The aid will be required of all employers with fewer than 500 people on their payrolls. Businesses with 50 or fewer employees can request a waiver. They have the burden of showing that the economic impact would be a threat to their continued operation.
Extended paid leave to care for a sick family member was also included in the bill, which is expected to cost $104 billion. Persons who qualify would be entittled to two-thrids of their regular pay for the time they are out.
The legislation does not specify how the number of employees should be computed--whether it's based on a straightforward head count, or on a full-time equivalent (FTE) basis.
The measure enacted Wednesday night is the first of what’s expected to be an outpouring of Congressional bills aimed at supporting the economy, assisting small businesses in particular, extending relief to victims of the economic downturn and providing all Americans with relief money. Subsequent bills are already in the works, with price tags of $500 billion to $1 trillion.
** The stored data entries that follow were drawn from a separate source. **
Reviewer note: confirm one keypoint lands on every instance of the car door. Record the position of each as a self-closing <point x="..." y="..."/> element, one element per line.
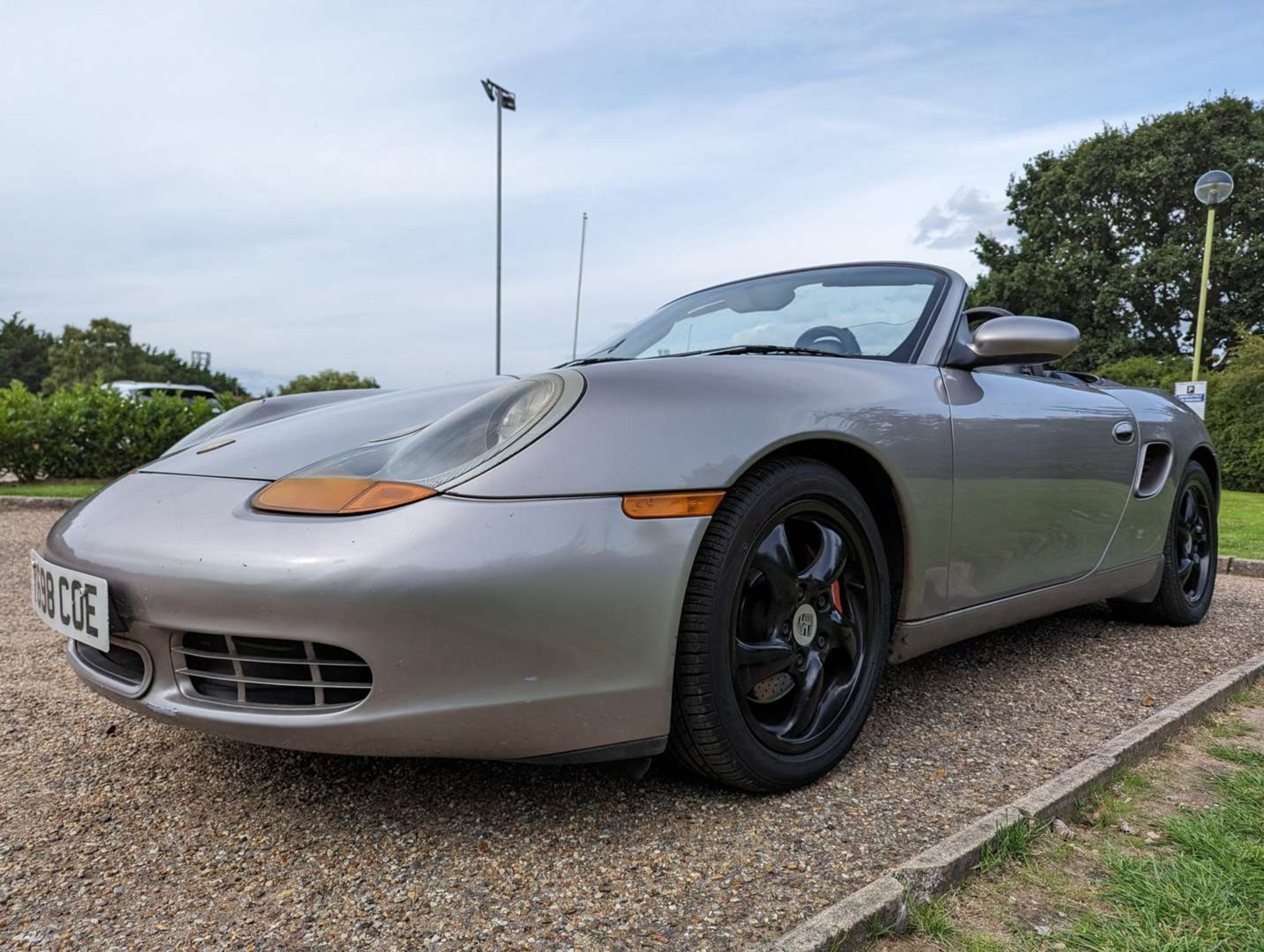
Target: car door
<point x="1042" y="471"/>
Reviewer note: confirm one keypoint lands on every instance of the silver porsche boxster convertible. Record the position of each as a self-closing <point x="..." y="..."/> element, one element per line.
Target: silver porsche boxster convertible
<point x="707" y="538"/>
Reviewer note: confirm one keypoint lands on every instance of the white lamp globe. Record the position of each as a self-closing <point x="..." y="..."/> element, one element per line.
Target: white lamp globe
<point x="1214" y="188"/>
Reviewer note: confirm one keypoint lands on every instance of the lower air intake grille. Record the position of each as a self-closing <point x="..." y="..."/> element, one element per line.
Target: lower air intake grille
<point x="269" y="673"/>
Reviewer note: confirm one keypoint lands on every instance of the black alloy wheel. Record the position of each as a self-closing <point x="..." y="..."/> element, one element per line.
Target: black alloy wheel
<point x="1194" y="540"/>
<point x="784" y="631"/>
<point x="799" y="626"/>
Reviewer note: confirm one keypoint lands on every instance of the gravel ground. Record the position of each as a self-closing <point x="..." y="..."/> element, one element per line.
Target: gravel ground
<point x="119" y="832"/>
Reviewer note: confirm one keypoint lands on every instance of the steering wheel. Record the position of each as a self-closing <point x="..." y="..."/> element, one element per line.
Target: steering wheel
<point x="836" y="340"/>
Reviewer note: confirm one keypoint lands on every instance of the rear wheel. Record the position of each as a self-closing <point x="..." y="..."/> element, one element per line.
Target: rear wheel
<point x="1188" y="556"/>
<point x="784" y="631"/>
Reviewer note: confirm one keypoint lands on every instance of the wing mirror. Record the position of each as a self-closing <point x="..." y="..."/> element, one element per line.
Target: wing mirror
<point x="1015" y="339"/>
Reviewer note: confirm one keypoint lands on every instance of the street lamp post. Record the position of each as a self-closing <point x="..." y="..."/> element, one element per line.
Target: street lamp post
<point x="504" y="100"/>
<point x="579" y="285"/>
<point x="1211" y="190"/>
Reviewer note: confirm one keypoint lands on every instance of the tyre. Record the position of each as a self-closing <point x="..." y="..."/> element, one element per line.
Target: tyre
<point x="1188" y="556"/>
<point x="784" y="631"/>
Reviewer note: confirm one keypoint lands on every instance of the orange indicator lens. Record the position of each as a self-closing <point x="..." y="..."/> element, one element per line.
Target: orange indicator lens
<point x="336" y="496"/>
<point x="672" y="505"/>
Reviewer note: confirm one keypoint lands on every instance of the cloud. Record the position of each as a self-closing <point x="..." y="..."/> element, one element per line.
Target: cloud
<point x="298" y="186"/>
<point x="957" y="222"/>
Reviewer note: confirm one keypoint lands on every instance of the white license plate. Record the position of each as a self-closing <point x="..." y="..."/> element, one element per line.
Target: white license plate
<point x="71" y="602"/>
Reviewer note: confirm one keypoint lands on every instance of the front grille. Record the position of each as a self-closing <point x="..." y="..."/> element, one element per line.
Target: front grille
<point x="273" y="673"/>
<point x="126" y="666"/>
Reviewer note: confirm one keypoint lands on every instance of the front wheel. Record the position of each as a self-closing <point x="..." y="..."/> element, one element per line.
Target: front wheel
<point x="784" y="631"/>
<point x="1188" y="556"/>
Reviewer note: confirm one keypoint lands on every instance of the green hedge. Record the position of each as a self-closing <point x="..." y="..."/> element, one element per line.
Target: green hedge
<point x="1235" y="405"/>
<point x="89" y="433"/>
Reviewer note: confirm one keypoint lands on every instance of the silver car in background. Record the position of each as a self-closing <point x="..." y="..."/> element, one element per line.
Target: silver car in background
<point x="707" y="538"/>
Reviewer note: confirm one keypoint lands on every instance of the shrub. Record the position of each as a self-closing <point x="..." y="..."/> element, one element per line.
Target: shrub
<point x="1155" y="372"/>
<point x="89" y="433"/>
<point x="1235" y="416"/>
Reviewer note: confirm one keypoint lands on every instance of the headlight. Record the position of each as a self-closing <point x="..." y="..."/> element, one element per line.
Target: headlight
<point x="419" y="464"/>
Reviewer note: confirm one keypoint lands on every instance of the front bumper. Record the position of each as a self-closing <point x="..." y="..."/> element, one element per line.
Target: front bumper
<point x="494" y="629"/>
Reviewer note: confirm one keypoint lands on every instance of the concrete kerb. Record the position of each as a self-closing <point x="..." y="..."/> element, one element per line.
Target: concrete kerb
<point x="36" y="502"/>
<point x="1232" y="566"/>
<point x="932" y="872"/>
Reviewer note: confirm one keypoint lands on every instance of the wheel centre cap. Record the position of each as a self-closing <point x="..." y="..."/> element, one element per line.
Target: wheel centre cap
<point x="804" y="625"/>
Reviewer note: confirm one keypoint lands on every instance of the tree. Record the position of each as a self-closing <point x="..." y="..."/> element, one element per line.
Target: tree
<point x="105" y="352"/>
<point x="23" y="353"/>
<point x="329" y="380"/>
<point x="1110" y="236"/>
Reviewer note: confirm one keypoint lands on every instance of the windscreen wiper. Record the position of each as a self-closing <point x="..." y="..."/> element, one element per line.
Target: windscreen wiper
<point x="587" y="361"/>
<point x="772" y="349"/>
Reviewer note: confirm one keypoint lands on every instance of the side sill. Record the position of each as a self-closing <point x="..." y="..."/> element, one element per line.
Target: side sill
<point x="918" y="637"/>
<point x="625" y="750"/>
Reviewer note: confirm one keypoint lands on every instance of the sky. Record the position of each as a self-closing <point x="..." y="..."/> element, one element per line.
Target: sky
<point x="294" y="186"/>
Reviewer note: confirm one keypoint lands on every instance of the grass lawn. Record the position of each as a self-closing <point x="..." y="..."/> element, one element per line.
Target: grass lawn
<point x="1242" y="525"/>
<point x="60" y="489"/>
<point x="1169" y="857"/>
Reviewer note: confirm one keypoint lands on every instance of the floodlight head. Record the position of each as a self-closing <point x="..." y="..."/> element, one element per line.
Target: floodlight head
<point x="1214" y="188"/>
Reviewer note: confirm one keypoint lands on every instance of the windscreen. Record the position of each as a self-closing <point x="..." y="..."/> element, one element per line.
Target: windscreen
<point x="874" y="311"/>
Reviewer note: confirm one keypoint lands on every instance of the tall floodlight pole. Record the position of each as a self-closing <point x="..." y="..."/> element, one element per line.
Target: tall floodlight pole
<point x="579" y="286"/>
<point x="504" y="100"/>
<point x="1211" y="190"/>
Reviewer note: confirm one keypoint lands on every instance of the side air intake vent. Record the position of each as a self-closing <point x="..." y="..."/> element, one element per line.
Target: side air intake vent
<point x="1153" y="472"/>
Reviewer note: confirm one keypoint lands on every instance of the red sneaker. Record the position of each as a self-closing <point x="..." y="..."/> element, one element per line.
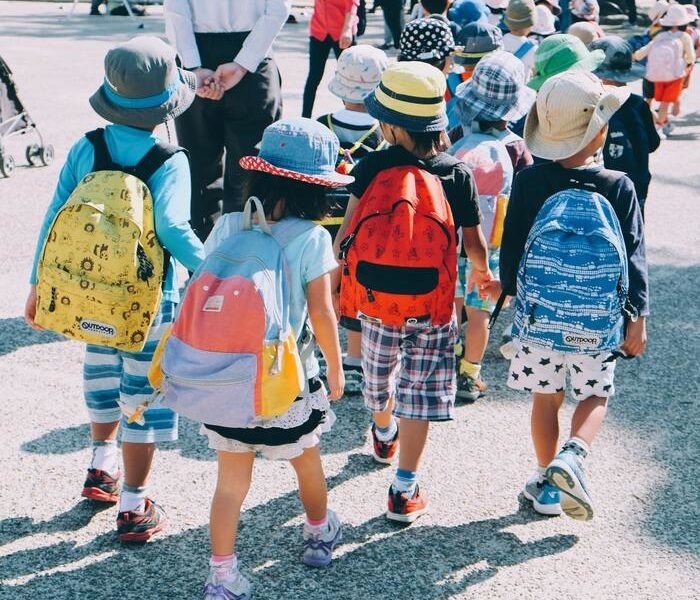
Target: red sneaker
<point x="139" y="527"/>
<point x="384" y="452"/>
<point x="406" y="509"/>
<point x="101" y="486"/>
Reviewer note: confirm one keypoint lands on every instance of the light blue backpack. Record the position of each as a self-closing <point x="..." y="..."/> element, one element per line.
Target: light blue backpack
<point x="572" y="281"/>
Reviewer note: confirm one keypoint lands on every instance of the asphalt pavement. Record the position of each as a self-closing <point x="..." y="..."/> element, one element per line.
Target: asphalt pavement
<point x="480" y="540"/>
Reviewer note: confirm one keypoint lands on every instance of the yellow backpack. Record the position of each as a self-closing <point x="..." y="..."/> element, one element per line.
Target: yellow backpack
<point x="100" y="274"/>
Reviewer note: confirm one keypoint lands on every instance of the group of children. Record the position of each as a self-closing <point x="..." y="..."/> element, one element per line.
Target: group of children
<point x="416" y="304"/>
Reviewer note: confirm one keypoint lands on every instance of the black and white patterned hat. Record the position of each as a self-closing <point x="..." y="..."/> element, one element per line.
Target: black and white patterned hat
<point x="426" y="40"/>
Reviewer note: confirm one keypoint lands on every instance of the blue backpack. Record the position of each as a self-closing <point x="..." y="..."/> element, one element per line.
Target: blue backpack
<point x="572" y="281"/>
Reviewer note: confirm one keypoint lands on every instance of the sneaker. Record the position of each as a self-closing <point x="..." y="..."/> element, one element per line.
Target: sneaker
<point x="406" y="509"/>
<point x="226" y="584"/>
<point x="318" y="547"/>
<point x="384" y="452"/>
<point x="545" y="497"/>
<point x="101" y="486"/>
<point x="353" y="380"/>
<point x="470" y="389"/>
<point x="139" y="527"/>
<point x="566" y="474"/>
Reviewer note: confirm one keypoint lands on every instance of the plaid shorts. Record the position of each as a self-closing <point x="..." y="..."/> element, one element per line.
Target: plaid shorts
<point x="414" y="364"/>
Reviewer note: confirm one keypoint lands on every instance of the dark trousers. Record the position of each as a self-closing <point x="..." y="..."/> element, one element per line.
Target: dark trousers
<point x="217" y="133"/>
<point x="318" y="55"/>
<point x="392" y="16"/>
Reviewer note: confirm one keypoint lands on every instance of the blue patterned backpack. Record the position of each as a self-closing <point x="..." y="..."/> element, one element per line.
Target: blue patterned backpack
<point x="572" y="281"/>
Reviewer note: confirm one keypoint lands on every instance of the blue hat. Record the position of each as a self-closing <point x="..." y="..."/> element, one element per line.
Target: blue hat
<point x="301" y="149"/>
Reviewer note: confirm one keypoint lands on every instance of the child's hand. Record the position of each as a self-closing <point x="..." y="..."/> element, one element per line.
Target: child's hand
<point x="336" y="383"/>
<point x="635" y="337"/>
<point x="30" y="309"/>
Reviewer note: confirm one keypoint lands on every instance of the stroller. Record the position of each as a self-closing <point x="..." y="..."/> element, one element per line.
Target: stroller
<point x="14" y="120"/>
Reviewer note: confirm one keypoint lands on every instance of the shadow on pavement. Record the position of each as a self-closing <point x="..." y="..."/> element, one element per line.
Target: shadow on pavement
<point x="435" y="561"/>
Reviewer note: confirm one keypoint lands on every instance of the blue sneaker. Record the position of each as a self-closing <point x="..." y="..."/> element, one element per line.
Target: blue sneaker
<point x="566" y="474"/>
<point x="545" y="497"/>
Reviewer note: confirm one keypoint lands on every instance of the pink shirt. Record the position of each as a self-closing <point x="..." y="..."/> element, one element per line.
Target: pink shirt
<point x="329" y="18"/>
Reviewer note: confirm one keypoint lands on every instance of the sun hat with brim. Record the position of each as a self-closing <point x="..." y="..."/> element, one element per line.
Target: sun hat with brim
<point x="301" y="149"/>
<point x="562" y="52"/>
<point x="426" y="40"/>
<point x="618" y="64"/>
<point x="410" y="95"/>
<point x="519" y="14"/>
<point x="476" y="40"/>
<point x="143" y="87"/>
<point x="676" y="16"/>
<point x="570" y="111"/>
<point x="495" y="92"/>
<point x="358" y="72"/>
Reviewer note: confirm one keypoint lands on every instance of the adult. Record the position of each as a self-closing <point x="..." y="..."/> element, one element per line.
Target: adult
<point x="228" y="47"/>
<point x="333" y="25"/>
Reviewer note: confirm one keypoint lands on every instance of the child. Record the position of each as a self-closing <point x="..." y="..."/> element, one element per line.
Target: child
<point x="495" y="95"/>
<point x="568" y="125"/>
<point x="519" y="19"/>
<point x="410" y="106"/>
<point x="631" y="132"/>
<point x="359" y="70"/>
<point x="295" y="165"/>
<point x="669" y="58"/>
<point x="115" y="381"/>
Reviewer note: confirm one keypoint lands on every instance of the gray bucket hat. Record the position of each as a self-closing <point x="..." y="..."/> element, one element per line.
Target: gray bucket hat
<point x="143" y="86"/>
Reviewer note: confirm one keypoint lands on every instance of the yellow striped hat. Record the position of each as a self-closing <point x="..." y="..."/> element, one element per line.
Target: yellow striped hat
<point x="410" y="95"/>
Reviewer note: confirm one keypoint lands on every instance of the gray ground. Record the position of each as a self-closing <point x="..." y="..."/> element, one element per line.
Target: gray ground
<point x="479" y="541"/>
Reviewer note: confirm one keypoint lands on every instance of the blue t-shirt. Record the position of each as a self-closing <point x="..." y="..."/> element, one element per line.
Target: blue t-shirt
<point x="170" y="188"/>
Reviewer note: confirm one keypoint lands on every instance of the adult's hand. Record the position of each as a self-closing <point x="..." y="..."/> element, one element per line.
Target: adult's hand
<point x="229" y="75"/>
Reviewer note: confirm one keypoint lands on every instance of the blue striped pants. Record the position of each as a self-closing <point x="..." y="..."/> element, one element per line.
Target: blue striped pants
<point x="110" y="375"/>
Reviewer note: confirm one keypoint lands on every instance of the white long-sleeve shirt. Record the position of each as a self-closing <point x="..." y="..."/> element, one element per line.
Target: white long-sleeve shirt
<point x="263" y="18"/>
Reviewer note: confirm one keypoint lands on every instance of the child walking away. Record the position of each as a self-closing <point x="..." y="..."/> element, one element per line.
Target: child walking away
<point x="631" y="132"/>
<point x="234" y="360"/>
<point x="359" y="70"/>
<point x="578" y="284"/>
<point x="85" y="286"/>
<point x="398" y="252"/>
<point x="669" y="57"/>
<point x="495" y="95"/>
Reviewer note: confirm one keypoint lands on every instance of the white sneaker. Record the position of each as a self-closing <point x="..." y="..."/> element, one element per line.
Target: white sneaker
<point x="226" y="584"/>
<point x="318" y="547"/>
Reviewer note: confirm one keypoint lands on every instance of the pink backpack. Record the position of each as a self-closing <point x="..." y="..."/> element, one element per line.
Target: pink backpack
<point x="665" y="61"/>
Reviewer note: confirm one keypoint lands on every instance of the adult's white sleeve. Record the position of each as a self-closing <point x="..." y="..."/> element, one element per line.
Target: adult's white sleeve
<point x="263" y="34"/>
<point x="180" y="32"/>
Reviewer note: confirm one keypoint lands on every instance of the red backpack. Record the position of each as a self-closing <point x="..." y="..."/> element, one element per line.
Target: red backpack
<point x="400" y="257"/>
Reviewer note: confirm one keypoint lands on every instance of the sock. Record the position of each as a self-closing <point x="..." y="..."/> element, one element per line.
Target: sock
<point x="105" y="456"/>
<point x="405" y="481"/>
<point x="470" y="368"/>
<point x="386" y="434"/>
<point x="578" y="446"/>
<point x="132" y="498"/>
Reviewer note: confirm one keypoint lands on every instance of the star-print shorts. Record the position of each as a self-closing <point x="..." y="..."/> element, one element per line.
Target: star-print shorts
<point x="538" y="370"/>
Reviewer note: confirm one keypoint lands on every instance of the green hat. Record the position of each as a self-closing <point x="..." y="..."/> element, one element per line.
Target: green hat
<point x="563" y="52"/>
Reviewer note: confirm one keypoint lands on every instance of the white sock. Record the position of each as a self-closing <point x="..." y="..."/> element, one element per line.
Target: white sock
<point x="132" y="498"/>
<point x="105" y="456"/>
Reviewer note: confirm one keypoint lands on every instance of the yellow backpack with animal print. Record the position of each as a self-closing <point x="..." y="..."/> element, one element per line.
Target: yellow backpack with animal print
<point x="100" y="274"/>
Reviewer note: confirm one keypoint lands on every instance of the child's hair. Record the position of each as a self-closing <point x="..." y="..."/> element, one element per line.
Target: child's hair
<point x="435" y="7"/>
<point x="301" y="199"/>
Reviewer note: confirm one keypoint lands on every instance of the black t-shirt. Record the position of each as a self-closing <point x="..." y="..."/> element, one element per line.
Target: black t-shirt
<point x="456" y="178"/>
<point x="534" y="185"/>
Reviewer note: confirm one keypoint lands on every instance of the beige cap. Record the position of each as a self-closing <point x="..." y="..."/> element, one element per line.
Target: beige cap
<point x="571" y="109"/>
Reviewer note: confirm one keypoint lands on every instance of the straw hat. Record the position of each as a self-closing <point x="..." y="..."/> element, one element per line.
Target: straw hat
<point x="570" y="111"/>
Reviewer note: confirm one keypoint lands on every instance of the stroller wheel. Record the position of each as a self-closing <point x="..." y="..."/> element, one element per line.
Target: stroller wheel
<point x="7" y="165"/>
<point x="46" y="154"/>
<point x="31" y="152"/>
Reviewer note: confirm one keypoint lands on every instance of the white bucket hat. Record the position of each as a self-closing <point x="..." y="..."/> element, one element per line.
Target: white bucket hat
<point x="358" y="72"/>
<point x="570" y="111"/>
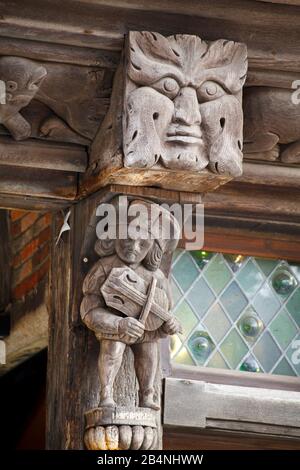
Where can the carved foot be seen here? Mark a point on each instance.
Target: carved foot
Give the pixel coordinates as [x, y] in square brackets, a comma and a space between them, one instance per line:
[123, 437]
[120, 428]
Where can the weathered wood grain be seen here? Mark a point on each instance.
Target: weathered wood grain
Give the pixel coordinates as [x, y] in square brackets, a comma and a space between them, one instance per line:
[231, 407]
[43, 51]
[271, 28]
[180, 180]
[33, 182]
[232, 377]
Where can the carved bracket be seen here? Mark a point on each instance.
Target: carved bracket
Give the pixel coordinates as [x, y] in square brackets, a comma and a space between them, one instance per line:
[51, 101]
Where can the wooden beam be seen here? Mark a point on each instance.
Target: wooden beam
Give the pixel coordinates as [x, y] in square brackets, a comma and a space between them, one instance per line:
[269, 30]
[37, 183]
[64, 54]
[231, 407]
[255, 201]
[23, 202]
[234, 377]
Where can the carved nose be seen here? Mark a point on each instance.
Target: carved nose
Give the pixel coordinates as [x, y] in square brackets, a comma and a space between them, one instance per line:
[187, 107]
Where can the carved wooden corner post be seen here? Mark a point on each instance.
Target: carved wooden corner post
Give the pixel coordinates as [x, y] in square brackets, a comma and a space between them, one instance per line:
[119, 288]
[126, 302]
[175, 122]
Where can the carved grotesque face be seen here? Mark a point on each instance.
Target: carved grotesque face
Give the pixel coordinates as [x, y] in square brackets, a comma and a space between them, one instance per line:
[183, 103]
[133, 251]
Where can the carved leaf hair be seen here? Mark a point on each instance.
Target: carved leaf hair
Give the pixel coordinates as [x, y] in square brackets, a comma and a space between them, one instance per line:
[186, 58]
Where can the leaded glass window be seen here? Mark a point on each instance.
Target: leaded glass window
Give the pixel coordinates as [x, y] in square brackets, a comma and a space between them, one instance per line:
[237, 312]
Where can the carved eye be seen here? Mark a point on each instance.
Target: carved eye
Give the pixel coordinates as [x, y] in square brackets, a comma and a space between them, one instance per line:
[11, 86]
[167, 86]
[210, 91]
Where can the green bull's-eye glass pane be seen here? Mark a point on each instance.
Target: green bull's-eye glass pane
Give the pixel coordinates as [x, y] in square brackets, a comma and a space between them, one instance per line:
[237, 312]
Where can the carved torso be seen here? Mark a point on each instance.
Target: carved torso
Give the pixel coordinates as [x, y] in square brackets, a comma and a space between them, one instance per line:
[93, 299]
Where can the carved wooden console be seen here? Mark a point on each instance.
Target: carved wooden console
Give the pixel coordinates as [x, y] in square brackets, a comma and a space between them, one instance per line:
[175, 116]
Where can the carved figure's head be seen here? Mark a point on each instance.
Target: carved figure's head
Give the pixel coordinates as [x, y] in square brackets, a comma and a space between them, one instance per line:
[183, 103]
[22, 78]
The relief bill was passed on the same day the National Restaurant Association asked for several hundred billion dollars in federal help specifically for restaurants, including $145 billion in direct relief payments to help operators pay their staffs.
The bill that passed by a rare bipartisan vote, 90-8, was actually drafted at the end of last week, before worsening conditions prompted dozens of states to suspend dine-in service. Restaurants in 29 states have been limited to delivery and takeout service.